Charlotte could only smile at the obvious ploy. “It would be my pleasure. Why don’t we dress for the ball together? Lamonte knows what I am wearing.”

“A marvelous idea!” Aunt Hildy cried. She banished the lady’s maid with a shooing gesture. “Go! Fetch Miss Erlwood’s gown!”

Together, Charlotte and her great-aunt decided on a lavish tunic of burnished gold silk worn over a light muslin under dress. As Aunt Hildy cooed over the fabric, Charlotte felt the old rush of girlish admiration for her great-aunt. Lady Balrumple had married early, to an elderly Viscount who’d had the compassionate foresight to die early as well, leaving her a sizeable income. Ever since, Aunt Hildy had been free to live and act as she saw fit.

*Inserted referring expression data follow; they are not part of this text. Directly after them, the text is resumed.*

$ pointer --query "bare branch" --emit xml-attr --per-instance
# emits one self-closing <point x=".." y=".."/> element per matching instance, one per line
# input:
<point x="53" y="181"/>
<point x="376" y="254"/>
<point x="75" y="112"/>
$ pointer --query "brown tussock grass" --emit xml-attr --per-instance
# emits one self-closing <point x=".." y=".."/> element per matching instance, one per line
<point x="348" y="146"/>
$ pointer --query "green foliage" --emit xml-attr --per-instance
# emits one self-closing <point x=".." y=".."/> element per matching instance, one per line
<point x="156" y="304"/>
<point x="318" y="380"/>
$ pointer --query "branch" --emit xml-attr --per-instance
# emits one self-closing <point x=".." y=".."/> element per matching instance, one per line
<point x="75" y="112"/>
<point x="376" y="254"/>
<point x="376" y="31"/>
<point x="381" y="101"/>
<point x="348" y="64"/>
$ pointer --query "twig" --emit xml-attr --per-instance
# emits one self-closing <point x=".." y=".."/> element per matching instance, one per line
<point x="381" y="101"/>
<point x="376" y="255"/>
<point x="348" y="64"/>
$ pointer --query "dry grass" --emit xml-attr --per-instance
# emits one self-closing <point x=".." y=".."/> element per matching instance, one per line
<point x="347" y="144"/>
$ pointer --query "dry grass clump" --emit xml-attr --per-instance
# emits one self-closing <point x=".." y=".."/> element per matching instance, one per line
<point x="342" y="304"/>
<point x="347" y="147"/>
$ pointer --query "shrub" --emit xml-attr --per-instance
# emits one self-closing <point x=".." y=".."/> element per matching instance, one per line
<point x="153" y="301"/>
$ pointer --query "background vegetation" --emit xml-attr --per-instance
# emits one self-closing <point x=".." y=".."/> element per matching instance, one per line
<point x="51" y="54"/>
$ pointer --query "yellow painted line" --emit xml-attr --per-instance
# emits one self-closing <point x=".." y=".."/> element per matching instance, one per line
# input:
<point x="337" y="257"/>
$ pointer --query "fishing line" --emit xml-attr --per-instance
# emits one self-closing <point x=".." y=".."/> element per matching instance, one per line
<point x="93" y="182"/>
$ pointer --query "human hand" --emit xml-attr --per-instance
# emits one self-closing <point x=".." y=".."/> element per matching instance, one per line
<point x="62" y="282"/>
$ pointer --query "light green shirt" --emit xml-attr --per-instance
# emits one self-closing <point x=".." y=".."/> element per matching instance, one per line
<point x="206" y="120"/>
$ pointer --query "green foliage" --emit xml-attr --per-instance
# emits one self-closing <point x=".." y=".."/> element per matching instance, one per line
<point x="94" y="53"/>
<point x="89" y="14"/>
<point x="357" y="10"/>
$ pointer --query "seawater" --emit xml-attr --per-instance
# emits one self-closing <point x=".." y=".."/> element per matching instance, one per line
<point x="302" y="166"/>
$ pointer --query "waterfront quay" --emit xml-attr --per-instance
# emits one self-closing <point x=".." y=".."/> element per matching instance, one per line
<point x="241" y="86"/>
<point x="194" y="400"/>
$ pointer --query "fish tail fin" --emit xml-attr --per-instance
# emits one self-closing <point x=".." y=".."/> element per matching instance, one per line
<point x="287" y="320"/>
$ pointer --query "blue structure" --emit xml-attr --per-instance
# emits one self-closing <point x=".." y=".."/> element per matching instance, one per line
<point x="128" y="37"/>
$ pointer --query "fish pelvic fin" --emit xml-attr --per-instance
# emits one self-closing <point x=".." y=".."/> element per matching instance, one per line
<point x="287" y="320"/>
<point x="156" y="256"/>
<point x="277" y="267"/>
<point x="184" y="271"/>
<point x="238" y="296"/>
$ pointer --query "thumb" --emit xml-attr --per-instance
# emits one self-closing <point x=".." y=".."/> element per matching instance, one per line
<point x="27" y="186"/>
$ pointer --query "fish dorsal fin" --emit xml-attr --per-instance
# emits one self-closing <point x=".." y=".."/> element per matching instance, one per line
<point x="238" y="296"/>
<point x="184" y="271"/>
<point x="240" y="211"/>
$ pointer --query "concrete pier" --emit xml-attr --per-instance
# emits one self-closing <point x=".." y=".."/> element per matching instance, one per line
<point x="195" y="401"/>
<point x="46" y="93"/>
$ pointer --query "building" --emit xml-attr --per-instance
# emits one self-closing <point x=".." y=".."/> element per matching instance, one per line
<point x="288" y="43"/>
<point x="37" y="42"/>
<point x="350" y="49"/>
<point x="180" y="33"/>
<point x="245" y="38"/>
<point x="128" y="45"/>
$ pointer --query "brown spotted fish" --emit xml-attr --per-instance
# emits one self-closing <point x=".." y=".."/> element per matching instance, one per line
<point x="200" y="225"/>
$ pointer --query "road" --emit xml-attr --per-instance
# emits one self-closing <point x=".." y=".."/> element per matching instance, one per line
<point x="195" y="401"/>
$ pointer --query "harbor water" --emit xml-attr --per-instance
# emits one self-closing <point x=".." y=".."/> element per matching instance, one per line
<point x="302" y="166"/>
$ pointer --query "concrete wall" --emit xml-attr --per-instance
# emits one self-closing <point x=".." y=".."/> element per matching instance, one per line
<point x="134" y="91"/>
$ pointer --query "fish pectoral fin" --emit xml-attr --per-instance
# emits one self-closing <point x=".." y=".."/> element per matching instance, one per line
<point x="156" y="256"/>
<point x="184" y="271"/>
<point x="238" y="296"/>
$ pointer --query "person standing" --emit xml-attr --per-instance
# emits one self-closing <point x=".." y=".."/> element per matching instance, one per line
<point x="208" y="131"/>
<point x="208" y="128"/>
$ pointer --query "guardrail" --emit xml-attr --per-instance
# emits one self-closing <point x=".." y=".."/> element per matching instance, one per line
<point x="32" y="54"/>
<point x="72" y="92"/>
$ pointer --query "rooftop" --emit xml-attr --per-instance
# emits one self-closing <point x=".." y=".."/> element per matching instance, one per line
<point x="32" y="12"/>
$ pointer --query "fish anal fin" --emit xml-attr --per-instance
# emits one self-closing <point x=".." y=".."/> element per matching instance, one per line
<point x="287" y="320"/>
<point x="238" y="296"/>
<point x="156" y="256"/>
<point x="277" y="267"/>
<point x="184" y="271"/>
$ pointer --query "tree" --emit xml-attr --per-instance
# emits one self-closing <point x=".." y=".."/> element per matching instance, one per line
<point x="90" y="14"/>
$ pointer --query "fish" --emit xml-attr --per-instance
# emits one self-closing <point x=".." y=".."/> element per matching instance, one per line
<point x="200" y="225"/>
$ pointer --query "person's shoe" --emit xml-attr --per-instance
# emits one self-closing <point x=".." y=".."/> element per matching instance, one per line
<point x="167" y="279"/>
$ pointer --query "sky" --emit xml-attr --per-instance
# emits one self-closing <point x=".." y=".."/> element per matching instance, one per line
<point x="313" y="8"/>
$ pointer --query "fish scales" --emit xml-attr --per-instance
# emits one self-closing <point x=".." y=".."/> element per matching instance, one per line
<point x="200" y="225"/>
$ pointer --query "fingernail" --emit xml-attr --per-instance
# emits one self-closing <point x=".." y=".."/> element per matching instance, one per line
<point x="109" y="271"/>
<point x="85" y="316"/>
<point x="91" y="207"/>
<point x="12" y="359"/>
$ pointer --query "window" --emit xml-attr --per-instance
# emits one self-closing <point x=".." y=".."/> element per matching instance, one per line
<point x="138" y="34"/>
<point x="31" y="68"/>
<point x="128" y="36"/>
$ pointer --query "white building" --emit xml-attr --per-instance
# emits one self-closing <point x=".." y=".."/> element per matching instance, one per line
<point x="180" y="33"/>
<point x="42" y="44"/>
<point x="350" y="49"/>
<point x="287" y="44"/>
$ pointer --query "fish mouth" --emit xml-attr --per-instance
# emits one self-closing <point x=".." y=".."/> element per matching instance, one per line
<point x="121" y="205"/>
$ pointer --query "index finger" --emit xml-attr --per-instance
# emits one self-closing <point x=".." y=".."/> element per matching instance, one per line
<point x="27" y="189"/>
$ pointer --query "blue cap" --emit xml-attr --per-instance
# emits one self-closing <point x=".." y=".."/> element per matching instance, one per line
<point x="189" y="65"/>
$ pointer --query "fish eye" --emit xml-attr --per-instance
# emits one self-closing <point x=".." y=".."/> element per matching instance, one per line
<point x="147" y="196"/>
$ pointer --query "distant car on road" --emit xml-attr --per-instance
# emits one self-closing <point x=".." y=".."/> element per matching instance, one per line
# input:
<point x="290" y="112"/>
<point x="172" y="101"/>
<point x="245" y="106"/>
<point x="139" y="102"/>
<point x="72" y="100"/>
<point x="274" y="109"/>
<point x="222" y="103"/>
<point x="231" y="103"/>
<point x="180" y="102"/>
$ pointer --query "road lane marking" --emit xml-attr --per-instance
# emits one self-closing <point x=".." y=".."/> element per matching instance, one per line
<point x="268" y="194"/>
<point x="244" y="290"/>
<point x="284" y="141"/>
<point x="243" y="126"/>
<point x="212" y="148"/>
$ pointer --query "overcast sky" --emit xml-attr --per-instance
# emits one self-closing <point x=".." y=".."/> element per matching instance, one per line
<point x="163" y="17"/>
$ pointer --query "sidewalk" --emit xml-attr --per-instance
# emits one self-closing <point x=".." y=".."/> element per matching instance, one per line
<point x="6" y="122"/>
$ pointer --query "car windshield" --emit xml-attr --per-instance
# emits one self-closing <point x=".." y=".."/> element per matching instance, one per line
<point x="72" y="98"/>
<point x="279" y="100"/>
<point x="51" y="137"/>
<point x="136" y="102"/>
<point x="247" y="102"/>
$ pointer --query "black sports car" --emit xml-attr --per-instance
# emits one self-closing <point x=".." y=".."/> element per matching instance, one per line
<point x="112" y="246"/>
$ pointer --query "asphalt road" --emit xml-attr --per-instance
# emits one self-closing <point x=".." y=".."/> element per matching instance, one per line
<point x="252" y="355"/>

Charlotte wasn’t free. She still had to marry, since it was either that or become a spinster. Charlotte never particularly cared for the dull, milk-fed boys back home in Glenson with their muddy boots and their hunting dogs. They all acted like the kings of summer, but Charlotte had beaten them at enough leg races and tree-climbing contests and wrestling matches as children to know they were all talk.

Once they all grew up, every gentleman stopped looking
at
her, but
past
her to where perfect, poised Sylvia held court. The same older sister who had once climbed as many trees and fished for undines in as many streams as she had. The same Sylvia who chose to solve nearly all her childhood problems by placing two tiny gloved fingers in her ears, setting her feet wide apart, and howling loud enough to wake the Mirror Queen until she got her way.

Charlotte’s fingers trembled as she fastened a charmed necklace around Lady Balrumple’s neck that turned her snow-white hair a heavy, molten gold. There
had
to be better prospects than the Glenson males if she wanted to live free of her parents or Sylvia. At one point, she might not have thought it such a bad thing to live in her sister’s household, but that was before Mr. Peever had walked into their lives and pressed that first kiss onto the back of Charlotte’s hand. And before Mr. Peever had proposed to Sylvia instead of her.